Zum anderen hält er sich angesichts der Geschichte und des Stadtbilds Detroits nicht lange mit Glorifizierungen auf, sondern geht lieber auf soziale und ökonomische Bedingungen ein, die diesen Ort genau so haben werden lassen.(...)
Die Ruinen der Stadt sind für Craig Mahnmale, etwa eine verlassene Fabrik in der Nähe seines Büros, bei der keine Fensterscheibe mehr heil ist.
"Ich sehe dieses Gebäude jeden Tag.
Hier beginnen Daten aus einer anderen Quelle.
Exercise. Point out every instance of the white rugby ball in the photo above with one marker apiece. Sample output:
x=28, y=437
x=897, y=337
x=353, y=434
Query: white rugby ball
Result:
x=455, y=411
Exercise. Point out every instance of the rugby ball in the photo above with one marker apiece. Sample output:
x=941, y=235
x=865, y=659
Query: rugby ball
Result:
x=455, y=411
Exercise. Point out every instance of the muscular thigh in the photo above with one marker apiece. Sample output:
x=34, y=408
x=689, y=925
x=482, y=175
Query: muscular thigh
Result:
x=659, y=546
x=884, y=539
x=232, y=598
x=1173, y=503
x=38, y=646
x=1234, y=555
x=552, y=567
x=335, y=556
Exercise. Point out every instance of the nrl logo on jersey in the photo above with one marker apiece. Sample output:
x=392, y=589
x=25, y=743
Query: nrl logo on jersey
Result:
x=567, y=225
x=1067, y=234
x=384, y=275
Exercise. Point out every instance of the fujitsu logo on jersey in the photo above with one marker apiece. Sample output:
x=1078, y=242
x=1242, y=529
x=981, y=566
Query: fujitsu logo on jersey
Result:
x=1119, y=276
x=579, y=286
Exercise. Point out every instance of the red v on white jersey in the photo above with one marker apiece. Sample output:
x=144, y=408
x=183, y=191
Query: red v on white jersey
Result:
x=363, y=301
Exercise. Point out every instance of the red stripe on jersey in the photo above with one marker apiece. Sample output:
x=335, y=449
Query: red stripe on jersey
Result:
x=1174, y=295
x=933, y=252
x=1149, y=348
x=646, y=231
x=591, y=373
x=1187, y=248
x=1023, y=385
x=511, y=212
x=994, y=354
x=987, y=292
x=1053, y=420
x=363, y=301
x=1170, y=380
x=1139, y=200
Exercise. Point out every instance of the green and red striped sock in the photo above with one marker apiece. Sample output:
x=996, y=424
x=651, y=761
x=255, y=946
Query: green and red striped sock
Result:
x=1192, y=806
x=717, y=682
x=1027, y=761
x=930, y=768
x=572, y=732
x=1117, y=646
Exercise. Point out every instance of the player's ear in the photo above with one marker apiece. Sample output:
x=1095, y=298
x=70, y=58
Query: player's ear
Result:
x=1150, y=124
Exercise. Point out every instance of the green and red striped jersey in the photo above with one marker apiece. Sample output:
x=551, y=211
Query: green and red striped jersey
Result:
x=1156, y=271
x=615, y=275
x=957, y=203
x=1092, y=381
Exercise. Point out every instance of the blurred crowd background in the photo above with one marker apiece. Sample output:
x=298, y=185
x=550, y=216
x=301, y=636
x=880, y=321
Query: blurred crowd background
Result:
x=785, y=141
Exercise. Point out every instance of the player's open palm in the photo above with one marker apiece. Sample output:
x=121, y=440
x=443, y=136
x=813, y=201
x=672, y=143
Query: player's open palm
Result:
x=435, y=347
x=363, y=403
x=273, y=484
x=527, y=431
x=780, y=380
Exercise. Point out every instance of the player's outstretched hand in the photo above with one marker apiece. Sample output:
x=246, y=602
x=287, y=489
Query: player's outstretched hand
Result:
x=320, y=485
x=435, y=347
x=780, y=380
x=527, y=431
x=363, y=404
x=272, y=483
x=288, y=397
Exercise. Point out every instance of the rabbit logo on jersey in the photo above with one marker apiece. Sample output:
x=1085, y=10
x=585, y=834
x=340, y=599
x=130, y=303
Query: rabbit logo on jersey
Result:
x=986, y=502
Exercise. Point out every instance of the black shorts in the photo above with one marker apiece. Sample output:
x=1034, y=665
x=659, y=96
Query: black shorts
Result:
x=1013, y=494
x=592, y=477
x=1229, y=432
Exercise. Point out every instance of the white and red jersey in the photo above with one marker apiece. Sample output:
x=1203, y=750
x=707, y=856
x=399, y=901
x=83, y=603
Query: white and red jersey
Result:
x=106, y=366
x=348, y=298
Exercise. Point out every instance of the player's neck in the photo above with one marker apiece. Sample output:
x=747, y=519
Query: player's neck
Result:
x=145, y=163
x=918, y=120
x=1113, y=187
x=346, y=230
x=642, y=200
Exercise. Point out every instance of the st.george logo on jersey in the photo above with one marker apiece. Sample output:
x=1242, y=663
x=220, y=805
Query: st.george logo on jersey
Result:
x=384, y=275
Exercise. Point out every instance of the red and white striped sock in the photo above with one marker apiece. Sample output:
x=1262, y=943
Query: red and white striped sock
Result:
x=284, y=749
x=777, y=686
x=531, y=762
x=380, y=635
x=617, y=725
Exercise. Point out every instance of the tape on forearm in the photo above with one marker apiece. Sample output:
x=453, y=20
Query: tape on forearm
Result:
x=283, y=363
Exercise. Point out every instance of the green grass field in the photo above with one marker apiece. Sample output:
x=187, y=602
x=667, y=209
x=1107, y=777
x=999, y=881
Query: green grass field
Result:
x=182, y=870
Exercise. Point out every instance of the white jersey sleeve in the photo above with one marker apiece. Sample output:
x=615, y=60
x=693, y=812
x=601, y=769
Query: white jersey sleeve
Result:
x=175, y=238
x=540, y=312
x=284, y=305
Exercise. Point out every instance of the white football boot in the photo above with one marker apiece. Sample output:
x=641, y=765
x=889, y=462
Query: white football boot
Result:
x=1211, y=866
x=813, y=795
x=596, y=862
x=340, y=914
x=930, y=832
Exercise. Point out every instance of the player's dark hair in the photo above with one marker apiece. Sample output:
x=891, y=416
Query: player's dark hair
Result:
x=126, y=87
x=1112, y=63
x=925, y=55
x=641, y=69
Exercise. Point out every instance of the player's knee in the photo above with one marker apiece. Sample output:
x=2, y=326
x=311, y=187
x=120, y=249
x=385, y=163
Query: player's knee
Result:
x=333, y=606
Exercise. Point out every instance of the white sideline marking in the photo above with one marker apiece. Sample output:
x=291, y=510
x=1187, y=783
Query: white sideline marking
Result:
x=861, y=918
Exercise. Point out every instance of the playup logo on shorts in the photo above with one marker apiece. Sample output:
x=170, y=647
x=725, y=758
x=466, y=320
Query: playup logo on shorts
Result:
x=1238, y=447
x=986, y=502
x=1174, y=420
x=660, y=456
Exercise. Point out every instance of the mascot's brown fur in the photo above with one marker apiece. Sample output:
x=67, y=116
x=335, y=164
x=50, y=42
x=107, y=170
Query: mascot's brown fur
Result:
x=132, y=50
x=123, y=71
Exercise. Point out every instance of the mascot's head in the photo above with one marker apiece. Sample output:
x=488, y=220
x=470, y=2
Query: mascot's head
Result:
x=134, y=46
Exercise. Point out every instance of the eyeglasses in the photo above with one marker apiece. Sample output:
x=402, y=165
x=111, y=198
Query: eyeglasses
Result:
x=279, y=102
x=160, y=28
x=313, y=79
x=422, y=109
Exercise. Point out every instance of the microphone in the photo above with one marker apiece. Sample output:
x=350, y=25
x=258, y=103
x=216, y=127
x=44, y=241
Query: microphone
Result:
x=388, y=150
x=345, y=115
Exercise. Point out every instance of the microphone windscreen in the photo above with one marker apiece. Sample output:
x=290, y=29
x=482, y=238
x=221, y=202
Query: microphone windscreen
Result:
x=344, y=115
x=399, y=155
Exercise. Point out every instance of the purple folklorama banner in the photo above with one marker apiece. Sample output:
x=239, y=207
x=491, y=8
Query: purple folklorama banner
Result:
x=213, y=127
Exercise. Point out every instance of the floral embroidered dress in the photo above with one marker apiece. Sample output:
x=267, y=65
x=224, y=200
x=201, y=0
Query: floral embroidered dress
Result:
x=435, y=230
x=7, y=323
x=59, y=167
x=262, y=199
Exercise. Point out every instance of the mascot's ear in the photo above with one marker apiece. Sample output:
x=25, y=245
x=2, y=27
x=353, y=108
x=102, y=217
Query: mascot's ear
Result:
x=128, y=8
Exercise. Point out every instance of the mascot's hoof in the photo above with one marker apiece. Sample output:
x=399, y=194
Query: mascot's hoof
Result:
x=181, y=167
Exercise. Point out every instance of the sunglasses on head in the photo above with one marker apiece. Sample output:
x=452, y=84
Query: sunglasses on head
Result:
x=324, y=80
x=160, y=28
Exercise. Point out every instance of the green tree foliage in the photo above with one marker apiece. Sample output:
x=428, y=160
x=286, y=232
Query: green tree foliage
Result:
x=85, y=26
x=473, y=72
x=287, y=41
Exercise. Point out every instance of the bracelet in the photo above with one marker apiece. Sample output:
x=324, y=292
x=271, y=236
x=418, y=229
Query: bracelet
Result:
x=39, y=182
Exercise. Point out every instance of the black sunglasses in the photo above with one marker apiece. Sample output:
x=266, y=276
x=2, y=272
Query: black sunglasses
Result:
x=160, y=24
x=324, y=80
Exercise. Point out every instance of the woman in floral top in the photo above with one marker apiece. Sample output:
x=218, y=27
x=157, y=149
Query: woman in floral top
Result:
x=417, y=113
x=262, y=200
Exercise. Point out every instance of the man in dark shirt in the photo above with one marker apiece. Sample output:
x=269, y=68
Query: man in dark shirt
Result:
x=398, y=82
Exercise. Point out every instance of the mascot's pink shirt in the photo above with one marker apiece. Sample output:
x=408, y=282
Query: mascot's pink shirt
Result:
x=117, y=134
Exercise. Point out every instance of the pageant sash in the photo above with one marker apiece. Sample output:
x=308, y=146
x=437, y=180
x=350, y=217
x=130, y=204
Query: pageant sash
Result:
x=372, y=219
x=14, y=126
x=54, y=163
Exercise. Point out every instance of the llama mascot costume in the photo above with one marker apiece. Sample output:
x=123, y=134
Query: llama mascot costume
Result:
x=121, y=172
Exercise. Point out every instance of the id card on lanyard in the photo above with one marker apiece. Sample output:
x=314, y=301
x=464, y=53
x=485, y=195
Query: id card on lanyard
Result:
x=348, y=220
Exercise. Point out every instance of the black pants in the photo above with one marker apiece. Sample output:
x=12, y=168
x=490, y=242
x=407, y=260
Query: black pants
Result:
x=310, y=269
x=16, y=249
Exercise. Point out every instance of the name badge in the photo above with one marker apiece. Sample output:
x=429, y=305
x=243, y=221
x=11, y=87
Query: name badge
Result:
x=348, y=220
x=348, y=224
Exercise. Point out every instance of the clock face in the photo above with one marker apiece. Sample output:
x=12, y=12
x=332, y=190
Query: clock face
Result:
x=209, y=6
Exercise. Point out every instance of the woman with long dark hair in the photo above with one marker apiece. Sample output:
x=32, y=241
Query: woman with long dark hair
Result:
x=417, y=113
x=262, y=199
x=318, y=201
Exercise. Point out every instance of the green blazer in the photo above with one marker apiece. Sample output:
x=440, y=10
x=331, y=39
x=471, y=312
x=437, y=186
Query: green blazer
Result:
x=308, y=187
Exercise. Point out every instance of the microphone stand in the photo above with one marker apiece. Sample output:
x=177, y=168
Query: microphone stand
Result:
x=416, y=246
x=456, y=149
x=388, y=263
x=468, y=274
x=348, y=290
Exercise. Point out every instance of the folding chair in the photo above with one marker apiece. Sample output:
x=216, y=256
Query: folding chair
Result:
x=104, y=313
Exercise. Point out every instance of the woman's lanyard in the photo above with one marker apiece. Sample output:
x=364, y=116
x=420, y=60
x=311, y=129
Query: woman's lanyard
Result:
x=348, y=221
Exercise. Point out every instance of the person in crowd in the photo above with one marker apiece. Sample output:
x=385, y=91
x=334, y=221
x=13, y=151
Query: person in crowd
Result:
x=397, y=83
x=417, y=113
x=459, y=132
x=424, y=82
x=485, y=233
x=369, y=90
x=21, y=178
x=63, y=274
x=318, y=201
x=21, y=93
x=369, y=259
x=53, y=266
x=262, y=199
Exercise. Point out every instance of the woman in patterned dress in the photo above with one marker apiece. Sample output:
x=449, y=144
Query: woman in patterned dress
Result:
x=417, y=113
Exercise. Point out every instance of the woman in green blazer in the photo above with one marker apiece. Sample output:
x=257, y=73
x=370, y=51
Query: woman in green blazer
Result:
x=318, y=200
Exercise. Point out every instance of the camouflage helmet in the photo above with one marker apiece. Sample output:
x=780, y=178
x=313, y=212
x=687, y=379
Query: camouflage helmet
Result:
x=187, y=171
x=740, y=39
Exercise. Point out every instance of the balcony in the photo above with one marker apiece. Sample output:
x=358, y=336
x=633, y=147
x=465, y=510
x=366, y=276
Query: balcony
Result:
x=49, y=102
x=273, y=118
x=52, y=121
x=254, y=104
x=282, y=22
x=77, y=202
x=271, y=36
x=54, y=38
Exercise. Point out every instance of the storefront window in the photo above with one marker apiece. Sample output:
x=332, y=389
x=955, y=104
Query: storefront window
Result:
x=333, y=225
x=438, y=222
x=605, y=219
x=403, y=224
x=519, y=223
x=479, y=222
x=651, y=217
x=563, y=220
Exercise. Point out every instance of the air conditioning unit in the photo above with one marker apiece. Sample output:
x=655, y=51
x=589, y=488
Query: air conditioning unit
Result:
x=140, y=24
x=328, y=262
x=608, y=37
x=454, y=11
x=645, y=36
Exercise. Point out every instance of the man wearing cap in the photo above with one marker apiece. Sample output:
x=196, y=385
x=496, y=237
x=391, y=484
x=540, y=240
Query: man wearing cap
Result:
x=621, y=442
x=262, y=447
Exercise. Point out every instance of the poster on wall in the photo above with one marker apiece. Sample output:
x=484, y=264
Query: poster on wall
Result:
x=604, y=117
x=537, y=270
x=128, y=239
Es stellt für mich die Geschichte von Detroit dar, die Geschichte eines Ortes, der eine blühende Industriestadt war und jetzt eben nicht mehr ist. Solche Ruinen sind Monolithen, aber sie sagen mir in geschichtlicher Hinsicht das Gleiche wie die Trümmer in Rom oder Griechenland: Es geht um das Erinnern einer gewesenen Kultur. Diese Fabrik erzählt von einstiger Größe - und sie ist das Gerippe, das davon übrig blieb."(...)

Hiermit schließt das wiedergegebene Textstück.